CACI's international push is a slow and steady race
One delivery to the U.S.' neighbors up north is on contract and as CACI's chief executive told Wall Street, more activity like that drives the addressable market for its technology.
Global conflicts and other events of turbulence certainly help drive how the U.S. government works with its allies and what customers in both camps need, including technology.
International regions are "where the largest threat is," CACI International's chief executive John Mengucci said in a Thursday earnings call with investors.
During his opening remarks on the fiscal third quarter call, Mengucci said the company continues to be at work in "building out our ability to deliver our technology" to NATO countries and other allies such as those in Five Eyes.
Five Eyes is the intelligence alliance that comprises the U.S., Australia, Canada, New Zealand and the U.K.
Mengucci told analysts that during the quarter, CACI received its first order from Canada to deliver portable counter-unmanned aerial systems technology.
The Reston, Virginia-headquartered company also operates its CACI UK subsidiary as a way to have a foothold there and eventually other European countries in NATO. CACI UK has also made some acquisitions of its own, more recently of an unnamed digital transformation business whose clients are in government and commercial markets.
Mengucci has previously told investors, and us after he started as CEO in 2019, that growth into international markets would be more of a slow build for CACI.
"We're probably in the second or third inning there," Mengucci said on the Thursday call. "We're going to continue to expand our reach of our software-based technology into the international market, it allows us to drive our addressable market for that technology."
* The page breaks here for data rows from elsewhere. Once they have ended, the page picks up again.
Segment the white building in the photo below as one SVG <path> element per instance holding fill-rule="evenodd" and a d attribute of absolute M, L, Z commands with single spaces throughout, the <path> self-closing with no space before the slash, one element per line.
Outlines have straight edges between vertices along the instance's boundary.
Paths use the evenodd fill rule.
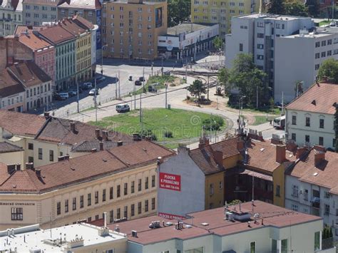
<path fill-rule="evenodd" d="M 275 99 L 291 102 L 297 82 L 308 89 L 314 83 L 323 61 L 338 59 L 338 29 L 302 29 L 295 35 L 280 37 L 275 47 Z M 285 64 L 285 63 L 287 63 Z"/>
<path fill-rule="evenodd" d="M 233 17 L 232 33 L 225 36 L 225 66 L 231 68 L 238 53 L 252 53 L 255 63 L 267 73 L 269 86 L 273 89 L 275 72 L 280 71 L 275 64 L 277 41 L 300 29 L 310 29 L 314 26 L 311 18 L 307 17 L 272 14 Z"/>
<path fill-rule="evenodd" d="M 285 175 L 285 207 L 320 216 L 338 238 L 338 154 L 322 147 L 300 149 L 302 155 Z"/>
<path fill-rule="evenodd" d="M 322 218 L 264 202 L 188 215 L 179 224 L 151 216 L 108 227 L 127 234 L 128 252 L 133 253 L 324 252 Z"/>
<path fill-rule="evenodd" d="M 39 224 L 0 232 L 1 252 L 106 252 L 127 251 L 126 234 L 88 224 L 51 229 Z"/>
<path fill-rule="evenodd" d="M 334 120 L 338 86 L 314 84 L 286 107 L 286 133 L 299 145 L 334 148 Z"/>

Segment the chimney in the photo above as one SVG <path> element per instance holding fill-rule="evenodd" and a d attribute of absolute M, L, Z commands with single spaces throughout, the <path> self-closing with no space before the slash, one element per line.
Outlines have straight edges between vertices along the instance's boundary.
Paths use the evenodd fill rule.
<path fill-rule="evenodd" d="M 102 130 L 102 140 L 108 140 L 108 131 Z"/>
<path fill-rule="evenodd" d="M 71 122 L 71 131 L 75 133 L 75 122 Z"/>
<path fill-rule="evenodd" d="M 36 175 L 36 177 L 41 177 L 41 170 L 40 169 L 36 169 L 35 170 L 35 174 Z"/>
<path fill-rule="evenodd" d="M 314 153 L 314 166 L 318 167 L 320 163 L 325 160 L 325 153 L 324 152 L 316 152 Z"/>
<path fill-rule="evenodd" d="M 49 112 L 44 112 L 43 117 L 45 117 L 45 118 L 48 120 L 49 118 Z"/>
<path fill-rule="evenodd" d="M 285 145 L 276 145 L 276 162 L 278 163 L 282 163 L 286 158 L 286 151 Z"/>
<path fill-rule="evenodd" d="M 95 130 L 95 135 L 96 136 L 96 138 L 99 139 L 100 138 L 100 129 L 96 128 Z"/>

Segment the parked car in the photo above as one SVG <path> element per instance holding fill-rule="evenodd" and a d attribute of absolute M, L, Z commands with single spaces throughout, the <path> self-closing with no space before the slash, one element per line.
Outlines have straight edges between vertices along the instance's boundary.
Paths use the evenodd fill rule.
<path fill-rule="evenodd" d="M 89 91 L 89 95 L 98 95 L 98 90 L 93 88 L 91 90 L 91 91 Z"/>
<path fill-rule="evenodd" d="M 116 105 L 116 111 L 118 113 L 127 113 L 130 110 L 130 108 L 128 103 L 121 103 Z"/>

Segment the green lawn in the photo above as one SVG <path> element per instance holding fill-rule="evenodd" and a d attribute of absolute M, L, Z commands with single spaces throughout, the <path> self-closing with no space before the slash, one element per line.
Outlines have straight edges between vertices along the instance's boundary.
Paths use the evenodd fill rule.
<path fill-rule="evenodd" d="M 175 141 L 178 140 L 188 140 L 189 138 L 200 136 L 203 125 L 210 129 L 210 119 L 212 121 L 222 125 L 220 130 L 226 128 L 226 122 L 219 116 L 210 115 L 207 113 L 193 112 L 179 109 L 145 109 L 143 110 L 143 124 L 140 123 L 139 110 L 133 110 L 127 113 L 119 114 L 112 117 L 107 117 L 102 120 L 90 122 L 90 124 L 99 125 L 103 128 L 112 129 L 131 135 L 139 133 L 141 128 L 143 130 L 151 130 L 155 134 L 157 140 Z M 172 138 L 167 138 L 165 134 L 172 133 Z M 166 145 L 168 148 L 177 147 L 173 143 Z"/>

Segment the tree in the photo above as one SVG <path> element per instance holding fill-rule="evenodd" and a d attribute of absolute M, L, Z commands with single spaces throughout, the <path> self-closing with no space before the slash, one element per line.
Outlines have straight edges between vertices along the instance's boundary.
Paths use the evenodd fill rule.
<path fill-rule="evenodd" d="M 222 44 L 223 43 L 223 41 L 222 41 L 222 39 L 220 37 L 215 37 L 212 43 L 214 43 L 214 46 L 217 50 L 220 50 L 222 48 Z"/>
<path fill-rule="evenodd" d="M 271 0 L 268 13 L 283 15 L 285 13 L 283 0 Z"/>
<path fill-rule="evenodd" d="M 266 73 L 255 65 L 251 54 L 240 53 L 234 60 L 230 71 L 229 83 L 238 88 L 240 95 L 246 96 L 247 104 L 256 104 L 257 92 L 260 103 L 268 102 L 269 89 L 265 83 Z"/>
<path fill-rule="evenodd" d="M 193 83 L 187 88 L 187 90 L 192 95 L 197 96 L 198 100 L 200 100 L 202 94 L 205 94 L 207 93 L 206 88 L 203 86 L 203 83 L 198 79 L 195 80 Z"/>
<path fill-rule="evenodd" d="M 224 93 L 225 95 L 229 95 L 231 91 L 231 85 L 227 81 L 229 79 L 229 71 L 225 68 L 222 68 L 218 70 L 217 80 L 218 83 L 223 86 Z"/>
<path fill-rule="evenodd" d="M 319 80 L 324 80 L 327 77 L 338 84 L 338 60 L 330 58 L 324 61 L 318 71 L 318 76 Z"/>
<path fill-rule="evenodd" d="M 190 16 L 190 0 L 169 0 L 168 1 L 168 26 L 175 26 L 189 20 Z"/>

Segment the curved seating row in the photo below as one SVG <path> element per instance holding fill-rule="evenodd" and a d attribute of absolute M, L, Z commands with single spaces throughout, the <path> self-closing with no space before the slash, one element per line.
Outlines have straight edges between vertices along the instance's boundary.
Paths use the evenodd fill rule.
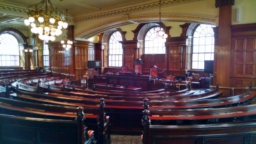
<path fill-rule="evenodd" d="M 143 144 L 256 143 L 255 120 L 207 125 L 151 125 L 148 111 L 146 109 L 143 112 L 141 136 Z"/>
<path fill-rule="evenodd" d="M 56 106 L 20 101 L 0 97 L 0 113 L 37 118 L 72 120 L 76 118 L 77 106 Z M 97 108 L 83 108 L 83 123 L 95 132 L 97 143 L 106 143 L 109 139 L 109 116 L 104 111 L 104 99 Z"/>

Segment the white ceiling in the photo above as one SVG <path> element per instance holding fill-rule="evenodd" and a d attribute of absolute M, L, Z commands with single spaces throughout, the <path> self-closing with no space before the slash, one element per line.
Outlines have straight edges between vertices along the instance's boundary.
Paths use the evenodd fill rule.
<path fill-rule="evenodd" d="M 28 8 L 39 6 L 42 0 L 0 0 L 0 26 L 19 28 L 25 29 L 24 17 Z M 159 3 L 159 0 L 50 0 L 60 12 L 72 18 L 84 17 L 124 8 L 150 3 Z M 1 10 L 3 6 L 4 10 Z M 17 10 L 16 10 L 17 9 Z M 20 12 L 19 12 L 20 11 Z"/>

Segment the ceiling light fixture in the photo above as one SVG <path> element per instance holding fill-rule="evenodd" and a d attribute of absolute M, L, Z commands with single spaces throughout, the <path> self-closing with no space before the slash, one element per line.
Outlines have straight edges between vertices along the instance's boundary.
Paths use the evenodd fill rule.
<path fill-rule="evenodd" d="M 52 5 L 50 0 L 42 0 L 37 8 L 35 5 L 35 10 L 28 12 L 29 18 L 25 19 L 26 26 L 31 26 L 31 31 L 35 34 L 39 34 L 39 38 L 42 40 L 54 41 L 55 36 L 61 35 L 62 28 L 67 28 L 68 23 L 63 22 L 65 15 L 60 12 Z M 48 9 L 48 6 L 51 10 Z"/>
<path fill-rule="evenodd" d="M 23 44 L 23 46 L 24 47 L 24 52 L 33 52 L 33 45 L 29 45 L 28 44 Z"/>
<path fill-rule="evenodd" d="M 67 51 L 68 51 L 72 47 L 72 44 L 73 44 L 73 42 L 69 40 L 61 40 L 60 42 L 62 44 L 62 47 Z"/>
<path fill-rule="evenodd" d="M 165 42 L 166 41 L 166 38 L 168 37 L 168 35 L 164 33 L 163 28 L 161 27 L 161 0 L 159 0 L 159 26 L 156 27 L 154 31 L 156 33 L 156 37 L 163 38 L 163 40 L 164 40 Z"/>
<path fill-rule="evenodd" d="M 68 17 L 68 9 L 66 9 L 66 19 Z M 67 33 L 67 37 L 63 36 L 63 40 L 60 41 L 62 44 L 62 47 L 66 49 L 66 51 L 68 51 L 69 49 L 72 47 L 72 44 L 73 44 L 73 41 L 70 40 L 67 40 L 67 38 L 68 38 L 68 35 Z"/>

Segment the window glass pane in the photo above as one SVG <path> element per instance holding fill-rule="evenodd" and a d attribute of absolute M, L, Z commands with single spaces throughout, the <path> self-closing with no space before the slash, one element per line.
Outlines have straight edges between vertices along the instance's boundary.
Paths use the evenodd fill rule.
<path fill-rule="evenodd" d="M 17 57 L 15 60 L 15 57 Z M 17 38 L 12 35 L 3 33 L 0 35 L 1 66 L 19 66 L 19 46 Z"/>
<path fill-rule="evenodd" d="M 204 69 L 204 60 L 214 60 L 214 27 L 215 26 L 200 24 L 195 30 L 192 45 L 193 69 Z"/>
<path fill-rule="evenodd" d="M 156 29 L 159 27 L 151 28 L 144 39 L 144 54 L 165 54 L 165 42 L 157 36 Z M 161 29 L 164 31 L 163 28 Z"/>
<path fill-rule="evenodd" d="M 198 54 L 198 61 L 204 61 L 204 53 Z"/>
<path fill-rule="evenodd" d="M 193 47 L 193 52 L 194 52 L 194 53 L 199 52 L 199 47 L 198 47 L 198 45 L 195 45 L 194 47 Z"/>
<path fill-rule="evenodd" d="M 198 61 L 198 54 L 193 54 L 192 58 L 192 61 Z"/>
<path fill-rule="evenodd" d="M 197 61 L 192 61 L 192 68 L 193 69 L 198 69 L 198 63 Z"/>
<path fill-rule="evenodd" d="M 122 63 L 123 49 L 120 41 L 122 41 L 122 38 L 119 31 L 113 33 L 110 36 L 108 49 L 108 65 L 109 67 L 122 66 L 120 63 Z M 120 56 L 121 58 L 119 58 Z"/>
<path fill-rule="evenodd" d="M 44 40 L 43 45 L 44 66 L 49 66 L 48 41 Z"/>
<path fill-rule="evenodd" d="M 204 61 L 198 61 L 198 69 L 204 69 Z"/>

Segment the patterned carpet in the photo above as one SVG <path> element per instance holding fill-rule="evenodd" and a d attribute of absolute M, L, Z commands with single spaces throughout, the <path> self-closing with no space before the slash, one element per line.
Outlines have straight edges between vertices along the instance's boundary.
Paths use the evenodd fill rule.
<path fill-rule="evenodd" d="M 111 134 L 110 138 L 111 144 L 142 144 L 140 136 Z"/>

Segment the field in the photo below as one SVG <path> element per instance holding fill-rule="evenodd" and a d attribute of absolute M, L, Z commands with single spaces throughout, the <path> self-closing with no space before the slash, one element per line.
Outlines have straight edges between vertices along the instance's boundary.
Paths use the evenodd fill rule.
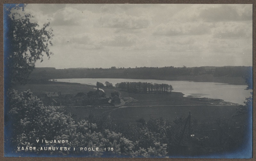
<path fill-rule="evenodd" d="M 13 88 L 21 92 L 29 89 L 36 95 L 45 91 L 61 91 L 62 94 L 74 95 L 78 92 L 87 93 L 95 90 L 95 86 L 78 84 L 51 82 L 47 84 L 28 84 L 17 85 Z M 103 88 L 107 96 L 118 90 L 115 88 Z M 75 118 L 83 118 L 89 114 L 94 116 L 105 114 L 112 116 L 120 122 L 135 122 L 140 118 L 146 120 L 162 118 L 172 120 L 177 117 L 186 117 L 191 111 L 192 119 L 200 122 L 212 122 L 218 118 L 233 119 L 235 112 L 235 104 L 220 100 L 200 100 L 194 98 L 183 97 L 179 92 L 168 94 L 141 94 L 128 93 L 119 90 L 121 97 L 128 99 L 124 107 L 66 107 Z M 131 99 L 131 98 L 133 99 Z M 130 100 L 129 101 L 129 99 Z M 135 100 L 136 101 L 135 101 Z M 216 105 L 213 105 L 213 104 Z"/>

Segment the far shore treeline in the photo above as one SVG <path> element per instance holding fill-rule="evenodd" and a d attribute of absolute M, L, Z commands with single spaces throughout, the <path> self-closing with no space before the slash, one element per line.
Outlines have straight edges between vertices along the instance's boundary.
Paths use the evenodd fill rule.
<path fill-rule="evenodd" d="M 252 67 L 143 67 L 108 69 L 77 68 L 56 69 L 36 68 L 30 76 L 31 83 L 53 79 L 112 78 L 215 82 L 246 84 L 243 77 L 252 73 Z"/>
<path fill-rule="evenodd" d="M 147 82 L 121 82 L 115 86 L 123 91 L 143 93 L 169 93 L 173 90 L 171 85 Z"/>

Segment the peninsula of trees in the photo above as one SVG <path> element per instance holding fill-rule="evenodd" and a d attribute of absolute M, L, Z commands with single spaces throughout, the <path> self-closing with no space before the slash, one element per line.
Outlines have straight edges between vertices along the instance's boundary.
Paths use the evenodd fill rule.
<path fill-rule="evenodd" d="M 131 68 L 36 68 L 30 75 L 31 82 L 52 79 L 118 78 L 190 81 L 246 84 L 243 77 L 250 75 L 252 67 L 143 67 Z"/>

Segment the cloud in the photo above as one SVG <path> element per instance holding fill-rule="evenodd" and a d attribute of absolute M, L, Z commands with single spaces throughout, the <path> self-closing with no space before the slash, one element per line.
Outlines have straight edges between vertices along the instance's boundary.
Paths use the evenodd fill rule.
<path fill-rule="evenodd" d="M 182 23 L 171 21 L 157 26 L 153 34 L 167 36 L 203 35 L 210 33 L 211 26 L 210 24 L 202 22 Z"/>
<path fill-rule="evenodd" d="M 216 24 L 213 37 L 222 39 L 245 38 L 252 38 L 252 22 L 249 23 L 232 22 Z"/>
<path fill-rule="evenodd" d="M 54 44 L 65 47 L 84 49 L 100 49 L 103 48 L 101 40 L 94 35 L 84 33 L 70 36 L 59 35 L 54 38 Z"/>
<path fill-rule="evenodd" d="M 117 13 L 103 15 L 98 22 L 103 27 L 138 29 L 148 27 L 151 21 L 151 18 L 148 16 L 132 16 L 124 13 Z"/>
<path fill-rule="evenodd" d="M 199 17 L 207 22 L 247 21 L 252 19 L 252 5 L 222 4 L 203 10 Z"/>
<path fill-rule="evenodd" d="M 53 15 L 52 25 L 56 26 L 92 26 L 95 15 L 89 11 L 81 11 L 70 7 L 57 11 Z"/>
<path fill-rule="evenodd" d="M 252 4 L 195 4 L 184 5 L 186 7 L 177 11 L 172 18 L 183 22 L 215 22 L 245 21 L 252 19 Z"/>
<path fill-rule="evenodd" d="M 138 37 L 130 33 L 117 34 L 105 38 L 103 44 L 106 46 L 114 47 L 128 47 L 136 43 Z"/>

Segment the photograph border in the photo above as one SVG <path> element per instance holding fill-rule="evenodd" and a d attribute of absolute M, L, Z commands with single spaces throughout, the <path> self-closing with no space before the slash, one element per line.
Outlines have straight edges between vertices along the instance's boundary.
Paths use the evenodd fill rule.
<path fill-rule="evenodd" d="M 118 0 L 88 0 L 85 1 L 82 0 L 78 0 L 74 1 L 72 0 L 3 0 L 0 2 L 2 7 L 0 10 L 0 16 L 1 17 L 3 18 L 3 5 L 4 4 L 12 4 L 12 3 L 24 3 L 24 4 L 253 4 L 253 79 L 255 78 L 255 63 L 256 63 L 256 58 L 255 56 L 255 46 L 256 44 L 255 42 L 255 35 L 256 32 L 255 30 L 254 30 L 254 28 L 255 26 L 255 18 L 256 15 L 255 14 L 255 11 L 256 11 L 256 2 L 253 0 L 241 0 L 236 1 L 232 0 L 216 0 L 212 1 L 206 1 L 206 0 L 151 0 L 151 1 L 142 1 L 142 0 L 129 0 L 129 1 L 121 1 Z M 87 157 L 4 157 L 4 42 L 3 42 L 3 18 L 0 18 L 0 22 L 1 22 L 1 28 L 0 29 L 0 35 L 2 38 L 2 41 L 0 41 L 0 51 L 1 53 L 2 53 L 0 55 L 0 60 L 2 63 L 0 64 L 2 66 L 0 68 L 0 72 L 1 73 L 1 77 L 0 77 L 0 83 L 1 84 L 1 91 L 0 92 L 0 105 L 1 105 L 1 108 L 0 108 L 0 126 L 1 128 L 0 128 L 0 143 L 1 143 L 1 144 L 0 145 L 0 153 L 1 156 L 0 157 L 1 159 L 0 160 L 56 160 L 56 161 L 63 161 L 63 160 L 71 160 L 75 159 L 76 160 L 113 160 L 114 161 L 117 160 L 148 160 L 150 159 L 151 160 L 159 160 L 162 159 L 165 160 L 232 160 L 233 159 L 216 159 L 216 158 L 101 158 L 101 157 L 94 157 L 94 158 L 87 158 Z M 255 87 L 256 86 L 256 83 L 254 81 L 253 82 L 253 90 L 255 89 Z M 253 96 L 254 96 L 254 94 L 253 94 Z M 256 101 L 254 99 L 253 101 L 253 157 L 252 159 L 253 160 L 255 160 L 255 157 L 256 155 L 256 150 L 255 150 L 256 149 L 256 139 L 255 139 L 255 127 L 256 125 L 255 120 L 256 118 L 256 113 L 255 110 L 253 110 L 253 109 L 255 106 L 255 103 Z M 245 160 L 245 159 L 234 159 L 236 160 Z M 247 160 L 247 159 L 246 159 Z"/>

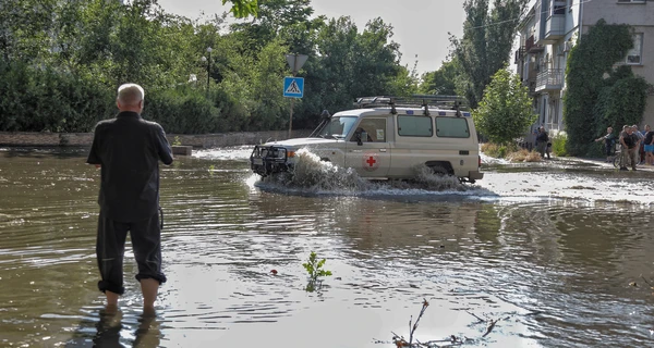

Revenue on contracts with international customers totaled $168.4 million for the nine-month period ended March 31. That makes up for approximately 3% of total sales during the prior three completed fiscal quarters, according to CACI's third quarter 10-Q regulatory filing.
It is important to note that international is part of "commercial and other" revenue in the filing, which suggests the number combines both government and commercial contracts outside the U.S.
For CACI, its international strategy will primarily center around the company's technology portfolio that leans on product sales and deliveries to drive growth.
But the other side of CACI's business that concentrates on expertise and other more service-centric work is not out of the equation entirely, according to Mengucci.
"If you look at our expertise that focuses on soft support, on folks out in the field on the long side of the wire in a lot of these really dangerous countries, we do get a lot of expertise information that then tells us who we should go and target," Mengucci said. "That is the beauty and the strength of delivering expertise and tech, and those two parts of our business supporting each other."
Also during CACI's fiscal third quarter ended March 31, the company acquired the digital application modernization provider Quadrint in a move to add more intelligence community relationships and past performance.
Revenue in the quarter of $1.9 billion was 11.1% higher than the prior year period with an organic growth rate of roughly 10%, while profit of $218 million showed a 13.6% year-over-year increase in EBITDA (earnings before interest, taxes, depreciation and amortization).
CACI lifted its full-year revenue outlook to between $7.5 billion and $7.6 billion. The company also expects its EBITDA margin to end up at 10.7%.